PENALIZED QUADRATIC INFERENCE FUNCTIONS FOR VARIABLE SELECTION IN LONGITUDINAL RESEARCH

Open Access
- Author:
- Dziak, John Joseph
- Graduate Program:
- Statistics
- Degree:
- Doctor of Philosophy
- Document Type:
- Dissertation
- Date of Defense:
- June 15, 2006
- Committee Members:
- Runze Li, Committee Chair/Co-Chair
Naomi S Altman, Committee Member
Bing Li, Committee Member
Linda Marie Collins, Committee Member - Keywords:
- SCAD
LASSO
QIF
GEE
generalized estimating equations
variable selection - Abstract:
- For decades, much research has been devoted to developing and comparing variable selection methods, but primarily for the classical case of independent observations.
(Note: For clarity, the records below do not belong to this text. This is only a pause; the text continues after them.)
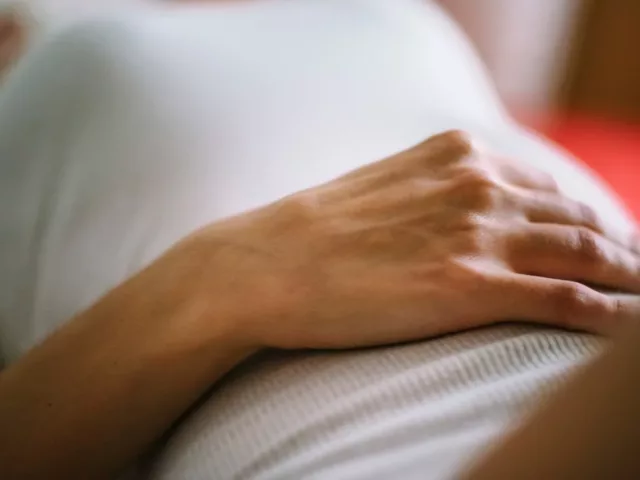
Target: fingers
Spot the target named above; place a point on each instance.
(565, 304)
(547, 207)
(571, 253)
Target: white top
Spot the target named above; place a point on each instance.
(118, 138)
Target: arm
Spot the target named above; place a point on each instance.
(98, 391)
(332, 267)
(590, 430)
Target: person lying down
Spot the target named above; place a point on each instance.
(281, 240)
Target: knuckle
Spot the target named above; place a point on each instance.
(587, 214)
(480, 189)
(458, 141)
(550, 181)
(588, 245)
(449, 147)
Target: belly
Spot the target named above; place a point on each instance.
(422, 410)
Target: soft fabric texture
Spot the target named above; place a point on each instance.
(118, 137)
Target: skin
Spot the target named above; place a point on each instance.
(435, 239)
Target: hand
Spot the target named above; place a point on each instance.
(440, 238)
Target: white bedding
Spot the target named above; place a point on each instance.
(120, 136)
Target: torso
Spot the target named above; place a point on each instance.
(236, 106)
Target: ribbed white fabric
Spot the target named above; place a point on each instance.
(119, 137)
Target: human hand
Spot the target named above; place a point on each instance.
(437, 239)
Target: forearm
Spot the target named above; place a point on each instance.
(590, 430)
(100, 390)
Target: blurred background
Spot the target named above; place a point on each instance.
(570, 69)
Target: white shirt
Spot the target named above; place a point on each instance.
(118, 138)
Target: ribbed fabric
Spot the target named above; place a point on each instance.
(421, 410)
(117, 138)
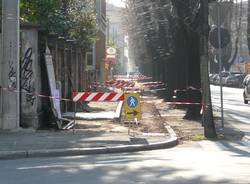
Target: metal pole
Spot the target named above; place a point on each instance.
(74, 117)
(220, 65)
(18, 66)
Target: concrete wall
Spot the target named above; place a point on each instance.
(9, 65)
(30, 79)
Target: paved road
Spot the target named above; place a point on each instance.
(235, 110)
(199, 163)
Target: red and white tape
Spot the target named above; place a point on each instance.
(116, 84)
(97, 97)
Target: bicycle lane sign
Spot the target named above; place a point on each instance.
(132, 106)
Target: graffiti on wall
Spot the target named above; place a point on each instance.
(27, 84)
(12, 76)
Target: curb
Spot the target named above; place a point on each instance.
(5, 155)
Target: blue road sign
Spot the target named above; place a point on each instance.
(132, 102)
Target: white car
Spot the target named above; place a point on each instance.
(246, 85)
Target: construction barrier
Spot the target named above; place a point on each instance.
(115, 83)
(97, 97)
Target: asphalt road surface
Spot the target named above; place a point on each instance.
(235, 110)
(202, 162)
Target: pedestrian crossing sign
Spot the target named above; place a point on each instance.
(132, 107)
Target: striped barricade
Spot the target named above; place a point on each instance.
(97, 97)
(116, 84)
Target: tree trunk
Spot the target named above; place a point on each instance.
(207, 118)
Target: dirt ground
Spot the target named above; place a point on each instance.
(186, 130)
(155, 116)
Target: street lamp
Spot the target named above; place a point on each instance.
(220, 63)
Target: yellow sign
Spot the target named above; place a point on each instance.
(132, 108)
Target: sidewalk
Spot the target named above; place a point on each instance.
(89, 137)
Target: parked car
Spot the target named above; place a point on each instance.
(235, 80)
(246, 85)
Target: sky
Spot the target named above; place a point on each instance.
(118, 3)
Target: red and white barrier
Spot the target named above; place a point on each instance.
(97, 97)
(116, 84)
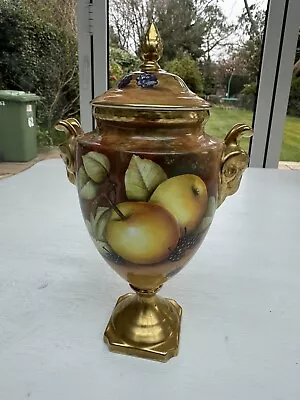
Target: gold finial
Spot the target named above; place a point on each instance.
(151, 50)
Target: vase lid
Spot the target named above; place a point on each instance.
(151, 87)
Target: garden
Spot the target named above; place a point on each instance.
(218, 58)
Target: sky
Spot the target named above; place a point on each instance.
(233, 8)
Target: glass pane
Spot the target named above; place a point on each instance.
(290, 150)
(38, 54)
(215, 46)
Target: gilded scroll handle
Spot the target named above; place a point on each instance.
(234, 161)
(73, 130)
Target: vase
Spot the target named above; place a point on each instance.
(149, 181)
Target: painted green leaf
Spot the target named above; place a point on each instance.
(82, 177)
(142, 178)
(89, 227)
(100, 221)
(88, 191)
(96, 165)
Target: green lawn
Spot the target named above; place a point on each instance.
(221, 120)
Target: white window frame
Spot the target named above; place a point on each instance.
(282, 25)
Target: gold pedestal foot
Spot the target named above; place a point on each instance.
(144, 325)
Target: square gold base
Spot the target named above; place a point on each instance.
(127, 331)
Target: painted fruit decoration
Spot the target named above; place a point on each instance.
(138, 216)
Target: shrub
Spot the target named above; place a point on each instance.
(294, 99)
(120, 62)
(187, 68)
(38, 56)
(127, 61)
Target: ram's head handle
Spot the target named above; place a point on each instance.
(234, 161)
(67, 149)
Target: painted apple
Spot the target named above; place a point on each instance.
(141, 232)
(185, 197)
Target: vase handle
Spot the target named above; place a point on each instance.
(73, 130)
(234, 161)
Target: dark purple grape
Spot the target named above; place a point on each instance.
(146, 80)
(185, 243)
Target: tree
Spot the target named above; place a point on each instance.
(39, 55)
(192, 26)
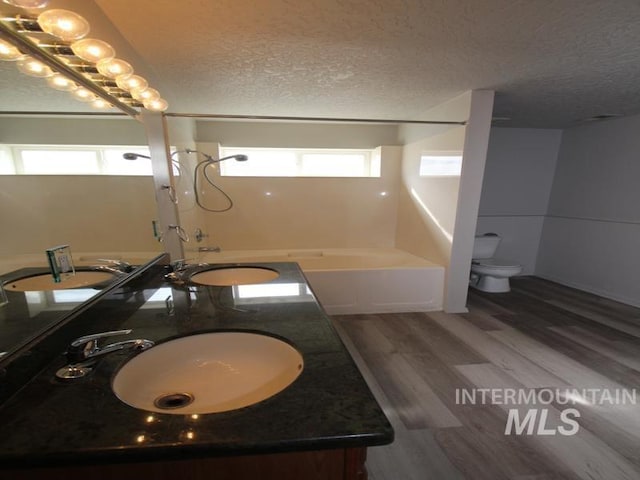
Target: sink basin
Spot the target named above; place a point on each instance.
(227, 276)
(44, 281)
(208, 373)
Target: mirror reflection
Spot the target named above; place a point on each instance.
(63, 181)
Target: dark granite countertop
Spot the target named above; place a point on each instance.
(48, 421)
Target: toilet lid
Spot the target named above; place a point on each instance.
(495, 262)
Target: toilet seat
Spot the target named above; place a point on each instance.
(495, 262)
(492, 274)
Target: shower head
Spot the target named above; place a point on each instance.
(133, 156)
(238, 158)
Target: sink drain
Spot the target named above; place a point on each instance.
(170, 401)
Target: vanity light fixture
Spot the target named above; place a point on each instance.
(34, 68)
(28, 3)
(64, 24)
(56, 49)
(9, 52)
(93, 50)
(129, 82)
(112, 67)
(60, 82)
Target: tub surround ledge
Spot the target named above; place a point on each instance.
(48, 423)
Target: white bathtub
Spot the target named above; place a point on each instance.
(363, 280)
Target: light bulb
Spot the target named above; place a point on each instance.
(84, 95)
(145, 94)
(130, 82)
(32, 67)
(60, 82)
(28, 3)
(9, 52)
(101, 104)
(93, 50)
(159, 105)
(64, 24)
(113, 67)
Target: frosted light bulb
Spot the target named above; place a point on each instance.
(9, 52)
(130, 82)
(159, 105)
(60, 82)
(145, 94)
(101, 104)
(28, 3)
(65, 25)
(32, 67)
(93, 50)
(113, 67)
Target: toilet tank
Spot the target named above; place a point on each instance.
(485, 245)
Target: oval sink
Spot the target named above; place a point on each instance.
(208, 373)
(44, 281)
(227, 276)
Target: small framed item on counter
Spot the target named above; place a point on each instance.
(3, 296)
(61, 263)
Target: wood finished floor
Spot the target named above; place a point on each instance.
(540, 336)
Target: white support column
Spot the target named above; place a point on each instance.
(156, 129)
(476, 142)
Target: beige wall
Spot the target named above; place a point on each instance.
(306, 212)
(428, 204)
(303, 212)
(90, 213)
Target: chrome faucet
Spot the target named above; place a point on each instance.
(84, 351)
(114, 266)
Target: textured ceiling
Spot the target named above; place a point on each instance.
(552, 63)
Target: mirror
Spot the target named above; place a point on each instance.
(98, 216)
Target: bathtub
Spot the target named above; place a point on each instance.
(351, 281)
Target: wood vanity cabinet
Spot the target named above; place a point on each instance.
(337, 464)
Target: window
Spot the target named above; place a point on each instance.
(441, 164)
(290, 162)
(72, 160)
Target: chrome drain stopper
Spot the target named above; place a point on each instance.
(171, 401)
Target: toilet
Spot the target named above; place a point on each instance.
(487, 273)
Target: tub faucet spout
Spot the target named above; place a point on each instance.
(209, 249)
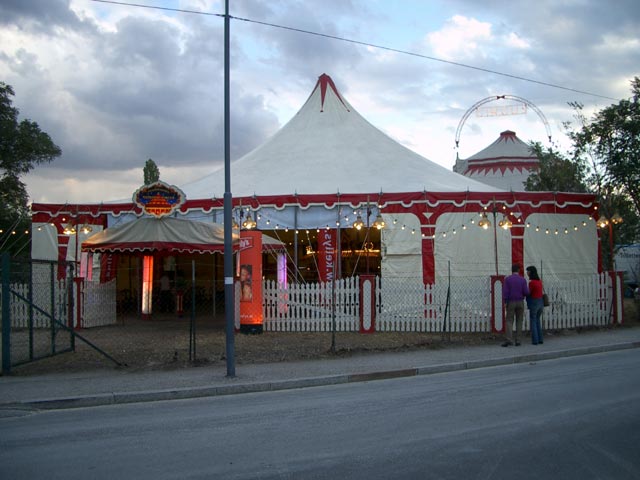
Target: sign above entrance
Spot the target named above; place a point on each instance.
(159, 199)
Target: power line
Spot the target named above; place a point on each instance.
(366, 44)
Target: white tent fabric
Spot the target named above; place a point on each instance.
(44, 242)
(328, 147)
(166, 234)
(561, 255)
(505, 164)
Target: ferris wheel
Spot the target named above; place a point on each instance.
(505, 110)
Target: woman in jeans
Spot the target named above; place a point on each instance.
(535, 305)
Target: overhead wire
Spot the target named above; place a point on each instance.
(365, 44)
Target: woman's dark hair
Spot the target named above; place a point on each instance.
(533, 272)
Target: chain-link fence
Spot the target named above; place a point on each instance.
(37, 310)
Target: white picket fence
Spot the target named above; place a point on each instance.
(405, 305)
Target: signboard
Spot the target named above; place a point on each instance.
(159, 199)
(250, 279)
(327, 255)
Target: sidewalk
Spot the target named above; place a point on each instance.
(55, 391)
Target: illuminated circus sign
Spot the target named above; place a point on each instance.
(159, 199)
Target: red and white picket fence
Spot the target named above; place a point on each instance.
(407, 305)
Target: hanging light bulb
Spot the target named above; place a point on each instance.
(505, 223)
(249, 222)
(69, 229)
(379, 223)
(616, 219)
(358, 224)
(484, 222)
(603, 222)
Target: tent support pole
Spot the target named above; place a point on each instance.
(229, 300)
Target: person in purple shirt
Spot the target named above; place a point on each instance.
(514, 291)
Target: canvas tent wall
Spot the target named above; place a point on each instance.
(328, 164)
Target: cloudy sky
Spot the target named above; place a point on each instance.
(116, 84)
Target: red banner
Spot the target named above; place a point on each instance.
(108, 267)
(327, 255)
(250, 277)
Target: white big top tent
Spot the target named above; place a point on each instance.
(328, 164)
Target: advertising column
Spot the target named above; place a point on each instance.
(327, 251)
(250, 278)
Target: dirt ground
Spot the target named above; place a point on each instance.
(164, 344)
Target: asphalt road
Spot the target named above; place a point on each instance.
(571, 418)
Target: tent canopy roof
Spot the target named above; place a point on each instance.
(168, 235)
(506, 147)
(326, 148)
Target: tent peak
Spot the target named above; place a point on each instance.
(325, 81)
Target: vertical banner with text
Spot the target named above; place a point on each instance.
(327, 251)
(250, 278)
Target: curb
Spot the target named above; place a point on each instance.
(118, 398)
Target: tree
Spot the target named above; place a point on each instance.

Existing variable-selection methods can be adapted to cluster-correlated observations, but some adaptation is required. For example, classical model fit statistics such as AIC and BIC are undefined if the likelihood function is unknown (Pan, 2001). Little research has been done on variable selection for generalized estimating equations (GEE, Liang and Zeger, 1986) and similar correlated data approaches. This thesis will review existing work on model selection for GEE and propose new model selection options for GEE, as well as for a more sophisticated marginal modeling approach based on quadratic inference functions (QIF, Qu, Lindsay, and Li, 2000), which has better asymptotic properties than classic GEE. The focus is on selection using continuous penalties such as LASSO (Tibshirani, 1996) or SCAD (Fan and Li, 2001) rather than the older discrete penalties such as AIC and BIC. The asymptotic normality and efficiency (in the sense of the oracle property) of SCAD are demonstrated for penalized GEE and for penalized QIF, with the SCAD and similar penalties. This is demonstrated both in a fixed-dimensional and a growingdimensional scenario.